The Seahawks, as usual, will be racking up the travel miles -- roughly 29,000 miles will be traveled by Seattle's football team for road games. Ten teams total will be traveling more than 19,000 miles for road games this year. That's a complication that cannot be overlooked right now -- as evidenced by the Marlins still being quarantined in a Philadelphia hotel, unable to play or practice or even go home.

It's a problem.

The shortened version here is that the country is still in the grips of this pandemic.

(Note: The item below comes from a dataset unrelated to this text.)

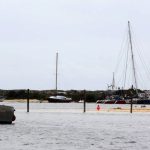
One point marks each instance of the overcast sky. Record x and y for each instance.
(86, 33)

Major League Baseball hoped it would avoid the problem, but lo and behold, baseball players who live in hot spots and travel around the country can indeed catch and spread the highly contagious virus. As a result, the league is desperately trying to plug each new hole, but the ship may be well on its way to sinking.

For the NFL -- with more players, more coaches, more contact, more time together, a longer history of league-sponsored doctors who have not always had the best interest of players and their health in mind, and less social distancing -- a similar situation seems to be inevitable.

It's possible that the NFL could somehow get lucky and avoid MLB's predicament. But "hope to get lucky" is not generally a recipe for success in any business, let alone in the midst of a pandemic that has cared very little for even the best-designed plans and intentions.

With more than five dozen players already on the COVID-19 reserve list, it's time for the NFL to really work to try to find creative solutions so that they don't end up in the position of MLB. Whether that's shortened schedules and/or lighter travel loads and/or more mandated virtual meetings and/or better and faster testing processes and/or all of the above, there's no one, clear answer.

Yet instead of worrying about jersey swaps and attendance figures, it's time for the NFL to really focus on what it can do to prevent the proliferation of a virus that will quickly and easily shut down operations if left unchecked. It's not at all hyperbolic to say that an entire season is at stake.